La crucifixion du retable d'Issenheim, 1512
Le retable d'Issenheim
de Matthias Grünewald
musée Unterlinden de Colmar
Gilles Castelnau
3 avril 2012
On célèbre à Colmar le 500e anniversaire du début de la réalisation par le peintre Matthias Grünewald du fameux retable d’Issenheim qui se trouve au musée d'Unterlinden. Cette peinture saisissante provient du couvent des Antonins à Issenheim, au sud de Colmar, où l’on soignait les malades atteints de la terrible maladie dite du feu de saint Antoine, provoquée par les carences alimentaires du temps.
Le feu de saint Antoine provoquait notamment la nécrose des pieds et des mains avec des spasmes douloureux, des maux de tête et des hallucinations. Les Antonins les soignaient comme ils pouvaient avec du pain de bonne qualité et un breuvage à base de vin dans lequel macéraient des plantes et auquel on ajoutait une relique de saint Antoine. Il y avait aussi un baume anti-inflammatoire à base de plantes.
Et les malades pouvaient venir partager leur douleur avec la grande et terrible figure du Crucifié, que Matthias Grünewald avait justement peinte pour eux, symbole, certes, de toute la souffrance du monde mais aussi précisément de la leur.
Voyez, par exemple les doigts que Marie-Madeleine, à genoux à gauche de la croix, tend vers le haut et qu'elle semble montrer au Christ : ils sont agités de la même contraction que précisément les siens écartelés par son martyre.
Les malades devaient bien prendre conscience qu’ils pouvaient eux aussi, comme Madeleine, tendre vers le Christ leurs propres doigts pareillement convulsés par la maladie et communiquer ainsi avec lui dans leur malheur.
Les pieds du Christ, énormes, déformés, sanglants et bleuis par le poids du corps pesant sur les clous, répondaient eux aussi au supplice provoqué par le feu de saint Antoine.
D’ailleurs, à droite de la croix, le personnage de Jean Baptiste désigne du doigt Celui qui meurt sous un ciel noir, dont le poids de la douleur fait fléchir les branches de la croix, et qui, seul, peut vraiment attirer tous les regards de souffrance du monde.

La résurrection du retable d'Issenheim, 1512
Grünewald a aussi peint la Résurrection. Le visage du Christ se détache sur un gigantesque cercle lumineux comme un soleil énorme montant dans le ciel noir – qui est maintenant tacheté d’étoiles. Sa chevelure est dorée, ses yeux regardent en face le spectateur impressionné, ses bras aux mains percées sont levés en un geste d’envol, de victoire, de bénédiction peut-être. Son manteau rouge, symbole de vie, de renouveau pour ceux qui regardent, d’espérance pour les malades : Renouveau, délivrance, intérieure en tous cas, courage force d’affronter la vie telle qu’elle est.

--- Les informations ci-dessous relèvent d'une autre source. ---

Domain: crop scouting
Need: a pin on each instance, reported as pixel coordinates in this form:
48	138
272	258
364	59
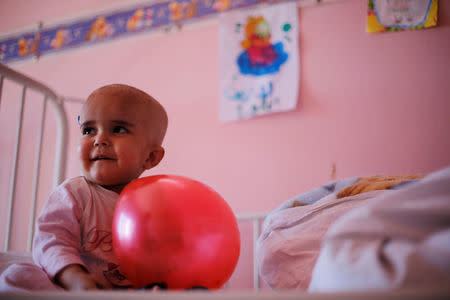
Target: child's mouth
101	158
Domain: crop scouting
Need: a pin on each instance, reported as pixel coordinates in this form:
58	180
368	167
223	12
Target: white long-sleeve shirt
75	227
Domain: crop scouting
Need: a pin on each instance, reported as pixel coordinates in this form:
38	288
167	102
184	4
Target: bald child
122	129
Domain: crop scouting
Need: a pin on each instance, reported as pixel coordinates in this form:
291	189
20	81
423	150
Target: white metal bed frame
61	142
60	159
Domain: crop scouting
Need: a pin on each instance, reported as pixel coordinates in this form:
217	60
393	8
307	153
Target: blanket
293	234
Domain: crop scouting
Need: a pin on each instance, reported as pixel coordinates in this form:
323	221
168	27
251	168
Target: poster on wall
400	15
259	61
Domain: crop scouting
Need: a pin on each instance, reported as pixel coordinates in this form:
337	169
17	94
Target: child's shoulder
74	182
76	187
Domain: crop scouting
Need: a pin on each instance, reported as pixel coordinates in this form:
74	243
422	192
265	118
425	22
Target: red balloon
174	230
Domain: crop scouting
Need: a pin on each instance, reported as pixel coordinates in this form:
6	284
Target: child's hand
74	277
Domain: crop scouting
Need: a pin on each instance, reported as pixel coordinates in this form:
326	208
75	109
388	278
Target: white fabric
74	227
291	238
397	240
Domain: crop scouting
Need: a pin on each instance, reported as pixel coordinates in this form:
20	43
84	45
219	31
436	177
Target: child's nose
101	139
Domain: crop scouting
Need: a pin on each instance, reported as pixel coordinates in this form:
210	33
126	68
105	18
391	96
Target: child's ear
155	156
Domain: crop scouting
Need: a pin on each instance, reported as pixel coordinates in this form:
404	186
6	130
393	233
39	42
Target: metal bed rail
256	219
61	142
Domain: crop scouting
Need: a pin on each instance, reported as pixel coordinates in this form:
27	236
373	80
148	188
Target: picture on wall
400	15
259	61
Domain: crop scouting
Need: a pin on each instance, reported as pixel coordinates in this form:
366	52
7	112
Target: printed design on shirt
97	239
114	276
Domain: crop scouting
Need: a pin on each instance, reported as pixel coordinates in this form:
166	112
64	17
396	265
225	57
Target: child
122	129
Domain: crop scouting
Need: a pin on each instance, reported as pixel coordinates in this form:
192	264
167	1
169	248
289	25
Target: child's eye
120	129
87	130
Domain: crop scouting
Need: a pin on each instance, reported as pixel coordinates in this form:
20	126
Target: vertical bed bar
61	145
12	188
37	168
1	88
256	285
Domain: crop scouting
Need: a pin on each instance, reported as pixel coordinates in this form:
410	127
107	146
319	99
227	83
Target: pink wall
368	103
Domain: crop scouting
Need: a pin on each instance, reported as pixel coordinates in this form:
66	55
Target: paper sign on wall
259	61
400	15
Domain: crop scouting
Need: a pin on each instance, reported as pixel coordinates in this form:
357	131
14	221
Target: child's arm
57	241
75	277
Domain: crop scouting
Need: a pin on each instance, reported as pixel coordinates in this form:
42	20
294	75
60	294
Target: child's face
115	145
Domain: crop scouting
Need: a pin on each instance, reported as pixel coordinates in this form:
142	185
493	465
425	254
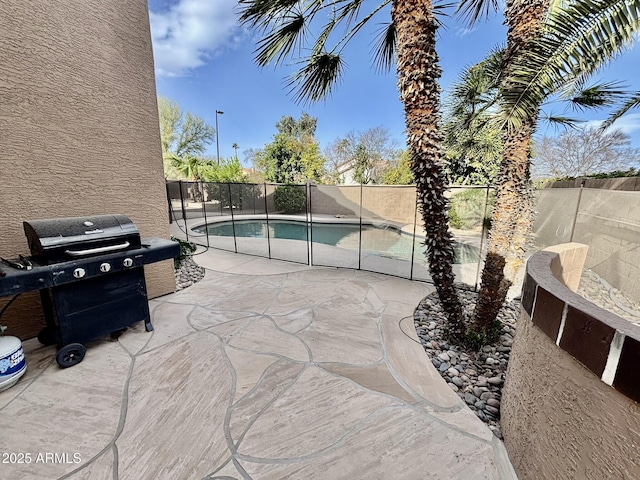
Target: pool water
383	241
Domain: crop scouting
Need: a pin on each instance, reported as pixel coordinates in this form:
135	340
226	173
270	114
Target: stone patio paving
263	370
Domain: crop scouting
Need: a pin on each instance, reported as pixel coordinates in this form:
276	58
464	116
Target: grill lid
64	238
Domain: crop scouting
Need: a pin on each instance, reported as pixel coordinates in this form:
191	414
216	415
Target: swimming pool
384	241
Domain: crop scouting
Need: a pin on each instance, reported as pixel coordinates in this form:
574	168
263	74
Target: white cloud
627	123
189	32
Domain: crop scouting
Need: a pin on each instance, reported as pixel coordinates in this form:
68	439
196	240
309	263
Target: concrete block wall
608	221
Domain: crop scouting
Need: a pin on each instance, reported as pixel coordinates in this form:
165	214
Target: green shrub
186	250
290	199
466	208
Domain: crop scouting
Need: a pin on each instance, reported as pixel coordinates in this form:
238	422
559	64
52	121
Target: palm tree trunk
513	213
418	71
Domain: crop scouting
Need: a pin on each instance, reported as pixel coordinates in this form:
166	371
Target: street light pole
217	141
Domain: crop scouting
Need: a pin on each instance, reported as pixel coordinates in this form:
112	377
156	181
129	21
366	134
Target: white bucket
12	361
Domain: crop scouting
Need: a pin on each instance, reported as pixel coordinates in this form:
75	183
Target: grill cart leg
70	355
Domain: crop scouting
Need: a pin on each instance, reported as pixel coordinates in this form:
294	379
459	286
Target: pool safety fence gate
376	228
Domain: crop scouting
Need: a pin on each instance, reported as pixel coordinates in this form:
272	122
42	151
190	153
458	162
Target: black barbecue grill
89	271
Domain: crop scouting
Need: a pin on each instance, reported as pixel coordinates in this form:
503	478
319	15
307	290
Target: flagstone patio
263	370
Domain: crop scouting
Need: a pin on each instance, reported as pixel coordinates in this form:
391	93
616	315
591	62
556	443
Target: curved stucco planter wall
569	406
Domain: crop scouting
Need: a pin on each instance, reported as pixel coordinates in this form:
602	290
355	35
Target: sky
204	60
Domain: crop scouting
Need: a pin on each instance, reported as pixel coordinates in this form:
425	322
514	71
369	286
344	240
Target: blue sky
204	61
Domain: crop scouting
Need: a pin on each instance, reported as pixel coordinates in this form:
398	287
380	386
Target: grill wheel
47	337
70	355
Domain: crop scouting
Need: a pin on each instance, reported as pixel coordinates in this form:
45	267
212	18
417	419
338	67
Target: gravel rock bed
476	376
188	273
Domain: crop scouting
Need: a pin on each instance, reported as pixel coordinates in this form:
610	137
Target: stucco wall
569	406
79	123
607	218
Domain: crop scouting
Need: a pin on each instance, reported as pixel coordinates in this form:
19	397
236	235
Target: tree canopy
184	138
584	151
294	155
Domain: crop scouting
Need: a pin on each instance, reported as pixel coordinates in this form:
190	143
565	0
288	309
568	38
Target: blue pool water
384	241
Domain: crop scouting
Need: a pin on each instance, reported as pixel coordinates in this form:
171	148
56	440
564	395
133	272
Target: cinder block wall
79	126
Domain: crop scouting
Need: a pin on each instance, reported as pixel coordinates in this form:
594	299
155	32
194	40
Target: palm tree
512	217
543	56
579	40
410	39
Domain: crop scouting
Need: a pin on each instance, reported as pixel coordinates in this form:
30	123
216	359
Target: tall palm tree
512	217
410	39
578	40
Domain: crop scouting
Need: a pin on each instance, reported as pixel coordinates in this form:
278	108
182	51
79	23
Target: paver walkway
263	370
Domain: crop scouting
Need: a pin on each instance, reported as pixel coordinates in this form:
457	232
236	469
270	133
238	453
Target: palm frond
632	101
258	12
604	94
349	12
473	10
440	10
561	120
578	41
320	44
356	28
316	80
384	49
276	46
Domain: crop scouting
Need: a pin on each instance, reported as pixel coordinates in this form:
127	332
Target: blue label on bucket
12	363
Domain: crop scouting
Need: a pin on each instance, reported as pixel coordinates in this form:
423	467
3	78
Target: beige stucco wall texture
560	416
560	421
79	120
608	220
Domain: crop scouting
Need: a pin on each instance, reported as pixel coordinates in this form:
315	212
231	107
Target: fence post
204	211
309	226
482	234
233	223
413	245
169	206
266	213
360	230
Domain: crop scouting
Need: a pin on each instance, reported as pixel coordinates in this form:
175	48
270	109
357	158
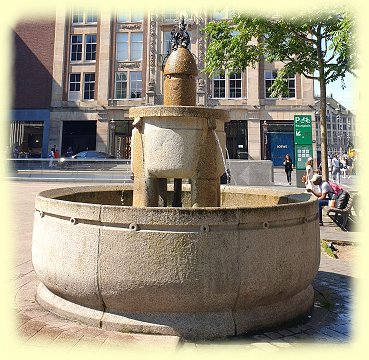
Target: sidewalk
330	321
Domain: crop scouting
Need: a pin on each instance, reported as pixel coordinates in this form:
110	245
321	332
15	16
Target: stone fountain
220	261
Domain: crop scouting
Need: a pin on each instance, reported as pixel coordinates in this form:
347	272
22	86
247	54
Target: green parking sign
303	129
302	153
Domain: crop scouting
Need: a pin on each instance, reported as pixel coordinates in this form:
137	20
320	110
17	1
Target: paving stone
265	346
30	328
285	332
273	335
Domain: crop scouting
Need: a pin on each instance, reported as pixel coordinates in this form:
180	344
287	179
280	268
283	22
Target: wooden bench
344	213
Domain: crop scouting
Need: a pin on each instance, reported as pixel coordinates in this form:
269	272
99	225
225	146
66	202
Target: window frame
129	17
74	95
83	17
93	45
138	81
227	80
91	88
82	47
130	88
79	46
128	44
119	81
271	80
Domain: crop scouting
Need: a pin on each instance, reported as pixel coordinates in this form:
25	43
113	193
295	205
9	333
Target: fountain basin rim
178	111
297	199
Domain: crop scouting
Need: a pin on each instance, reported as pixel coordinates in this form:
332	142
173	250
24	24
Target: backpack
335	187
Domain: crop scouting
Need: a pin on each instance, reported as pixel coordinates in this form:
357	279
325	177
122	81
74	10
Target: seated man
324	194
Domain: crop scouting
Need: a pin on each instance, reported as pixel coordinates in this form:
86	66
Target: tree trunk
323	109
323	128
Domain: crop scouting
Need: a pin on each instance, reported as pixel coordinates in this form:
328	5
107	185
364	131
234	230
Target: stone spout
180	79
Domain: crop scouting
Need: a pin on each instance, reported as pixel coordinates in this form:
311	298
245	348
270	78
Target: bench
344	213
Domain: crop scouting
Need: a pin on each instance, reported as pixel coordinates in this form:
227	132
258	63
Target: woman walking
309	173
288	167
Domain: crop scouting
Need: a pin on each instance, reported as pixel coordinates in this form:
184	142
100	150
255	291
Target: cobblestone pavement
329	322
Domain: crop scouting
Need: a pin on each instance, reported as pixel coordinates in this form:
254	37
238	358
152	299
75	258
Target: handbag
342	200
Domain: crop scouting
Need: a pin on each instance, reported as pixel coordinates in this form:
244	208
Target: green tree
319	45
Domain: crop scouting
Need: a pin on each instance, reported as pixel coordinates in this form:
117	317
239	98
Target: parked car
88	159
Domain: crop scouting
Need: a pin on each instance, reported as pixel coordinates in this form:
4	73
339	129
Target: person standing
288	167
336	171
324	194
51	156
309	173
349	166
69	152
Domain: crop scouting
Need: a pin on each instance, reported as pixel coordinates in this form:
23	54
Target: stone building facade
106	63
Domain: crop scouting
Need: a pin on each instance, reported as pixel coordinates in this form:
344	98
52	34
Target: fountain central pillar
178	140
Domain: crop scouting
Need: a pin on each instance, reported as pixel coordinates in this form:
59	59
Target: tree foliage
305	43
321	45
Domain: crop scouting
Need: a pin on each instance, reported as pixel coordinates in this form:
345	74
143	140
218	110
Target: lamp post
111	136
265	139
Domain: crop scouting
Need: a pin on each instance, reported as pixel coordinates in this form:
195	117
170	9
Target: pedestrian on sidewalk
324	194
288	167
309	173
336	169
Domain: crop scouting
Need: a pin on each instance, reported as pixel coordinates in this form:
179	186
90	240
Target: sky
347	97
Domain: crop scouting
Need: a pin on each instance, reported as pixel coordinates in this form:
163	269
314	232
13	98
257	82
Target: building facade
105	63
32	86
341	127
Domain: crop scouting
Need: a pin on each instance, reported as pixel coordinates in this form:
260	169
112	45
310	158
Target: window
128	84
136	16
122	47
91	17
74	86
136	84
166	42
219	86
77	16
83	17
133	52
76	48
90	46
166	46
235	83
227	86
170	17
136	46
222	14
74	82
121	85
291	87
270	76
89	87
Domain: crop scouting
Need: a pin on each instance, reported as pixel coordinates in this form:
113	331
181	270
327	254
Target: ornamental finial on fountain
179	36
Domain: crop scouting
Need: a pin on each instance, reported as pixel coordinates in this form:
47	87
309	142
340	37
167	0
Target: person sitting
324	194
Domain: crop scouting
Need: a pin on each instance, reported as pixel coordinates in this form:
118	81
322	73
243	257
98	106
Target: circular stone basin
199	273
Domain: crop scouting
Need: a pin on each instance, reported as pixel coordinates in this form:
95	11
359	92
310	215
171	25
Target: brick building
105	63
33	43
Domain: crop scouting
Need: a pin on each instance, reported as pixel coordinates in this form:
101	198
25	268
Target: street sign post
303	129
303	140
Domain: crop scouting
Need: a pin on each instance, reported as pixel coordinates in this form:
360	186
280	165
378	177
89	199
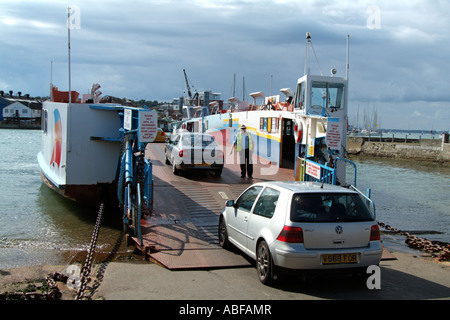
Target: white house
20	111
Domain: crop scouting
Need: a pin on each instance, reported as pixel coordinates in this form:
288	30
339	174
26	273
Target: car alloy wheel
263	263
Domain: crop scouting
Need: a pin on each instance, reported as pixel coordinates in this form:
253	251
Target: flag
74	18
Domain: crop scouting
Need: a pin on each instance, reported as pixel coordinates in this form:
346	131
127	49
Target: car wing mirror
230	203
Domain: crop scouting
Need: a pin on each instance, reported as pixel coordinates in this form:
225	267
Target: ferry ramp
182	232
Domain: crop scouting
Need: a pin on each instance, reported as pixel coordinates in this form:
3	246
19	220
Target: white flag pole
68	41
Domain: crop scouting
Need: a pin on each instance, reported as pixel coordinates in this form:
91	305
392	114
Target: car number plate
339	258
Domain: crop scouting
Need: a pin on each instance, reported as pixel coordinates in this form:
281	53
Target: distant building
19	108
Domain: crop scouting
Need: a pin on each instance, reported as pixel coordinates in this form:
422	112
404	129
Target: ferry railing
327	174
347	161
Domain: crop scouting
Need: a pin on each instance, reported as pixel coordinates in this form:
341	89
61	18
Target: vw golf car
301	227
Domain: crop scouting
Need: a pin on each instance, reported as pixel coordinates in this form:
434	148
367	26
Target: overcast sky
399	50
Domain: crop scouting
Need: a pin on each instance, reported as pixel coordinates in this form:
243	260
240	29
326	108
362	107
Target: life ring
298	131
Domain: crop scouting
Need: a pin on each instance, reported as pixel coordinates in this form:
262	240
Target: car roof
304	186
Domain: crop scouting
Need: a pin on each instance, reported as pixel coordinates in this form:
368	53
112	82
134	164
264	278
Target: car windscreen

Georges Bischoff, historien et professeur à l’Université de Strasbourg a remarqué qu’au 16e siècle déjà, la souffrance exprimée dans ce retable jetait une lumière saisissante sur les malheurs de la Guerre des Paysans qui ensanglantait l’Allemagne dans les années 1525 et faisait lever sur eux l’espérance fantastique de la résurrection qu’il représentait, comme si Grünewald avait été lui-même engagé dans ce drame.
Les nouveaux spectateurs de ce retable que nous sommes aujourd’hui, 500 ans après sa création, pourrons-nous y puiser à nouveau, encore et toujours, le courage d’affronter la souffrance dans l’esprit du Ressuscité.
Bien sur,
Aujourd'hui, 500 ans après Grünewald, le même Évangile de la Résurrection du Crucifié fait surgir en nous aussi, , le dynamisme créateur qui nous permet effectivement d’affronter la vie telle qu’elle se présente à nous.
On comprend vraiment le message de Pâques lorsqu’on en fait personnellement l’expérience. Encore faut-il ouvrir son cœur à cet Esprit créateur. Le salut de Dieu surgit d’une Présence en nous, qui est plus que nous mais qui n'est pas sans nous. Comment l’éprouver si l’on demeure passif, sans projets et sans espérance, si l’on n’a jamais le temps de méditer quelques instants et si l’on croit ne pouvoir compter que sur soi-même. Le témoignage magnifique de Grünewald nous appelle à lutter avec foi et espérance contre le pessimisme afin de participer à l’Esprit de Résurrection qui nous délivre de la dépression du Vendredi-saint.